Horses are used both for the daily work of the nomads and in horse racing. Horses are not an expensive luxury item, but a practical part of everyday life. The mares are milked, meat will be eaten; herdsmen regard their horses as both a form of wealth and a source of the daily necessities: transportation, food and drink.


Though Mongolian horses are small (a Darkhad horse weighing only 250 kg), they are also very strong and used to carry quite large, heavy riders and loads, even 300 kg. This ability is due in part to the rider habit of frequently switching off horses. When pulling a cart, a team of four Mongol horses can draw a load of 4400 lbs for 50–60 km a day.

Horses are generally considered the province of men, although women also have extensive nowledge of horsemanship. Men do the herding, racing and make the tack.
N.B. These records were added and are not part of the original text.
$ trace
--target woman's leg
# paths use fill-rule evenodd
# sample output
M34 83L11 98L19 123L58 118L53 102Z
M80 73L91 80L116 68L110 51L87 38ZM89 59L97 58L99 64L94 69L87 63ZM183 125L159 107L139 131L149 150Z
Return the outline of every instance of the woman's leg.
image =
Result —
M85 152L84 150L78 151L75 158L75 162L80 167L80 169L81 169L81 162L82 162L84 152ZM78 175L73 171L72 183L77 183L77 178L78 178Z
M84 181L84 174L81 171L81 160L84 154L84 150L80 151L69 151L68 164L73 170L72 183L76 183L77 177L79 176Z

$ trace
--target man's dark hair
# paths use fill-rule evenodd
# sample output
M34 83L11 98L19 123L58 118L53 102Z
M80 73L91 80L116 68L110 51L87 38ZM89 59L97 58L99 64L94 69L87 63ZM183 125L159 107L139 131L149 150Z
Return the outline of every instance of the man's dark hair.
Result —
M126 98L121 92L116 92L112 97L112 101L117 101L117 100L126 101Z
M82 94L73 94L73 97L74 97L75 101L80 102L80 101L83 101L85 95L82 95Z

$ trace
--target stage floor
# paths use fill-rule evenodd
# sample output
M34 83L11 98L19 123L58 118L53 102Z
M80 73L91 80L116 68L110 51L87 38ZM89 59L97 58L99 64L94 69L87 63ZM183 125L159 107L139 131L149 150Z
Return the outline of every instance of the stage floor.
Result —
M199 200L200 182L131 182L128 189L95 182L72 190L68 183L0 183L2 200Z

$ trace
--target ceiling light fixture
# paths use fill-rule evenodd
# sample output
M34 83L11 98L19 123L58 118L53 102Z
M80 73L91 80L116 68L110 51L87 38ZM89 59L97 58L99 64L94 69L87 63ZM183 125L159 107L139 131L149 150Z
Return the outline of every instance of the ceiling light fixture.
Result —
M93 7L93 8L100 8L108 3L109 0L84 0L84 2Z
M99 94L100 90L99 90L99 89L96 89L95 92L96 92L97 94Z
Traditionally, men also milk the mares, in modern times women, too. 

These horses are allowed to live much the same as wild horses and they are not groomed like ours. The hooves are untrimmed and unshod but mongol horses have hard, strong hooves and seldom any foot problems. Mane trimming varies by region, stallions are always left untrimmed; a long, thick mane is considered a sign of strength. The sole grooming tool used is a brush and the tail is generally left unclipped.


Mongolian horsemen learn everything necessary to care for a horse. There are no trainers, farriers or veterinarians, each man has to learn these things. For difficult problems, the local elders may be called in or even an outside vet if one can be found. Information is passed down orally from parent to child.

"It is a pleasure to see the Mongols in association with their horses, and to see them on horseback is a joy. The strength, swiftness and elegance of a Mongol surpass that of any ballet dancer."

Mongolian nomads have long been considered to be some of the best horsemen in the world. During the time of Genghis Khan, Mongol horse archers were capable of feats such as sliding down the side of their horse to shield their body from enemy arrows, while simultaneously holding their bow under the horse's chin and returning fire, all at full gallop.


Today as in the Middle Ages, parents will place their child on a horse and hold them there before the child can even hang on without assistance. By the age of 4, children are riding horses with their parents. By age 6, children can ride in races and by age 10, they are learning to make their own tack.